Les premiers enseignements ont lieu à la rentrée 2022, avec près de 1 200 inscrits. Mais très vite, des divergences apparaissent sur la nature même de cette « approche sensible ». Certains enseignants privilégient une approche scientifique, d’autres insistent sur des dimensions expérientielles, artistiques voire spirituelles, brouillant les frontières entre recherche académique et développement personnel.
Chants bouddhistes, méditation et pratiques incantatoires
En 2023, les tensions s’exacerbent avec un changement de direction : Angela Biancofiore, professeure d’italien travaillant sur les liens entre écologie et narrativité, prend la codirection du programme. Son approche basée sur le développement personnel et son management suscite des remous.
Le malaise se cristallise autour d’une école d’été organisée en juillet 2023 dans la Creuse et financée par l’Université à hauteur de 14 000 €. Officiellement, l’événement doit offrir une immersion dans les écosystèmes naturels pour expérimenter des approches sensibles de l’écologie. Mais sur place, certains participants tombent des nues : chants bouddhistes, méditation, pratiques incantatoires et discussions sur la « connexion avec l’âme de l’eau ».

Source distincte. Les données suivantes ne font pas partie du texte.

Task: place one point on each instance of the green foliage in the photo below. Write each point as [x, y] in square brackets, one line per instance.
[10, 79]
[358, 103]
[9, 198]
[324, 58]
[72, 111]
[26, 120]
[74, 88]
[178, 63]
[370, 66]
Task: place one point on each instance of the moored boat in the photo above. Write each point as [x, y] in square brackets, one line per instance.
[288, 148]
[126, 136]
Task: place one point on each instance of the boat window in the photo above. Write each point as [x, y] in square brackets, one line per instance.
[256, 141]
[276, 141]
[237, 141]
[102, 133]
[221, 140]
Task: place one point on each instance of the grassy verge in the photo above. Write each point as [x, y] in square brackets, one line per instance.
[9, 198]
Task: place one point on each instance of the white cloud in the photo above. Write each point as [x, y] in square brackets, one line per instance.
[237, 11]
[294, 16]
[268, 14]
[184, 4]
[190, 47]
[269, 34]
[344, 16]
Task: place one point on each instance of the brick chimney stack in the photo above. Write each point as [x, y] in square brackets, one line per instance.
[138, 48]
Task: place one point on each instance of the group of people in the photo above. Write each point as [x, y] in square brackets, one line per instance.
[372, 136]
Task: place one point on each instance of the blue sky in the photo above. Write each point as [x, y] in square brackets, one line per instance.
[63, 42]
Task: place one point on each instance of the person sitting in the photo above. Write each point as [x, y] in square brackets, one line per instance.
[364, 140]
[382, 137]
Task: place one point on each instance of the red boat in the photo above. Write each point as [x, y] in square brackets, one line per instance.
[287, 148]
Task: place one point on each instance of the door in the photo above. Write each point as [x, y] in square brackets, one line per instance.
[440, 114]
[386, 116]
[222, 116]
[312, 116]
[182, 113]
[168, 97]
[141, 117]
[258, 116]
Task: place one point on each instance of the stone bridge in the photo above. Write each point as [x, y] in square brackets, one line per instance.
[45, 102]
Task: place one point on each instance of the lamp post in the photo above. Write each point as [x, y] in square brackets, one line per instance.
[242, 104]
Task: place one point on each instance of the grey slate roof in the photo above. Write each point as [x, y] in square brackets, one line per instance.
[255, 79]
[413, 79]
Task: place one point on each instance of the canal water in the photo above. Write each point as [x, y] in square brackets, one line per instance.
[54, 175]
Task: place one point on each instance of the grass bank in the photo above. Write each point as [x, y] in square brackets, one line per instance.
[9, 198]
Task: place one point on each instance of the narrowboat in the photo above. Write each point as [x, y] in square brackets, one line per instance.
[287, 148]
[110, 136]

À la rentrée 2023, des universitaires signalent ces dérives au déontologue de l›Université. En interne, la direction tente de minimiser l’affaire, affirmant que cette école d›été n›était pas liée directement aux « Humanités écologiques ».
Mais la controverse ne s’arrête pas là. Le 24 novembre 2023, un atelier intitulé « Le travail qui relève » est proposé dans l’enceinte de l’Université. Cette méthode, créée par la psychologue américaine Joanna Macy, vise à reconnecter les individus à la « communauté du vivant » à travers des exercices inspirés du bouddhisme et du développement personnel. Dans une vidéo promotionnelle (supprimée après les premières critiques) on pouvait voir des étudiants en binôme se toucher les mains, tourner en rond, écouter des sons de hiboux les yeux fermés ou encore créer un mandala avec des éléments naturels. Des enseignants et des étudiants s’insurgent. Angela Biancofiore, elle, défend son approche en parlant de « vertu pédagogique » et réfute « toute dimension ésotérique ».
L’Université est de plus en plus sous pression. En janvier 2024, plusieurs universitaires alertent la direction générale des services sur ces dérives, dénonçant une confusion entre formation académique et pratiques spirituelles. L’Université Paul-Valéry reste muette.
Un enseignant s’agace de ce silence rappelant qu’il s’agit « de financements publics et d’une atteinte à la rigueur scientifique ». Comme lui, plusieurs intervenants plaident pour un retour à une approche plus rationnelle craignant un cheval de Troie d’une dérive spirituelle dans l’enseignement universitaire. La direction n’a pas souhaité débattre avec les journalistes sur cette polémique.